CSE503: Software Engineering
Lecture 20  (February 24, 1999)

David Notkin

v     Slicing

Ø      Program slicing is an approach to selecting semantically related statements from a program [Weiser]

Ø      In particular, a slice of a program with respect to a program point is a projection of the program that includes only the parts of the program that might affect the values of the variables used at that point

Ø      The slice consists of a set of statements that are usually not contiguous

v     Basic ideas

Ø      If you need to perform a software engineering task, selecting a slice will reduce the size of the code base that you need to consider

Ø      Debugging was the first task considered

Ø      Weiser even performed some basic user studies

Ø      Claims have been made about how slicing might aid program understanding, maintenance, testing, differencing, specialization, reuse and merging

v     Example

read(n)
i := 1;
sum := 0;
product := 1;
while i <= n do begin
    sum := sum + i;
    product := product * i;
    i := i + 1;
end;
write(sum);
write(product);


read(n)
i := 1;

product := 1;
while i <= n do begin
    product := product * i;
    i := i + 1;
end;
write(product);

 

Ø      In this example, the second program is a slice of the first, slicing on the product variable at the write statement.

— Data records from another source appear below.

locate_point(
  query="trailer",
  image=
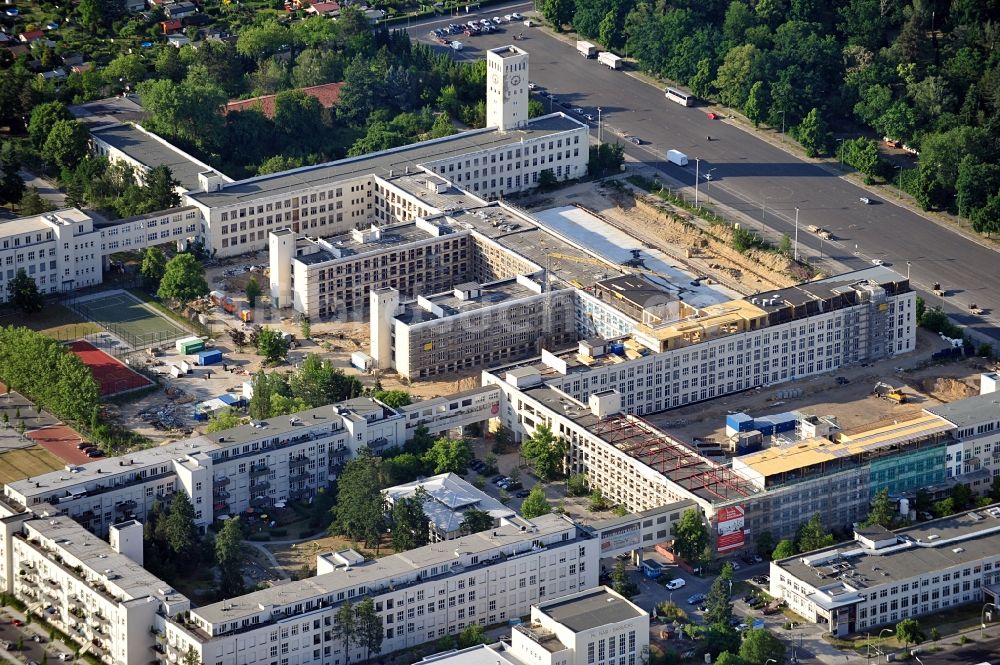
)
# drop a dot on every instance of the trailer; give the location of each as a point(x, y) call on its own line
point(677, 157)
point(586, 49)
point(610, 59)
point(209, 357)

v     For Weiser, a slice was a reduced, executable program obtained by removing statements from a program

Ø      The new program had to share parts of the behavior of the original

Ø      Weiser computed slices using a dataflow algorithm, given a program point (criterion)

§        Using data flow and control dependences, iteratively add sets of relevant statements until a fixpoint is reached

v     Ottenstein & Ottenstein defined an alternative approach that clearly dominates

Ø      Build a program dependence graph (PDG) representing a program

Ø      Select node(s) that identify the slicing criterion

Ø      The slice for that criterion is the reachable nodes in the PDG

Ø      PDG for the example (at the bottom of the file)

§        Thick lines are control dependences

§        Thin lines are (data) flow dependences

v     True PDGs are somewhat more complicated than this

Ø      Vertices in the graph represent (a) assignment states and (b) predicates in the program

Ø      Edges represent control and data flow dependences

Ø      Control dependences always start at a predicate (or the entry node, a special node representing the beginning of the computation)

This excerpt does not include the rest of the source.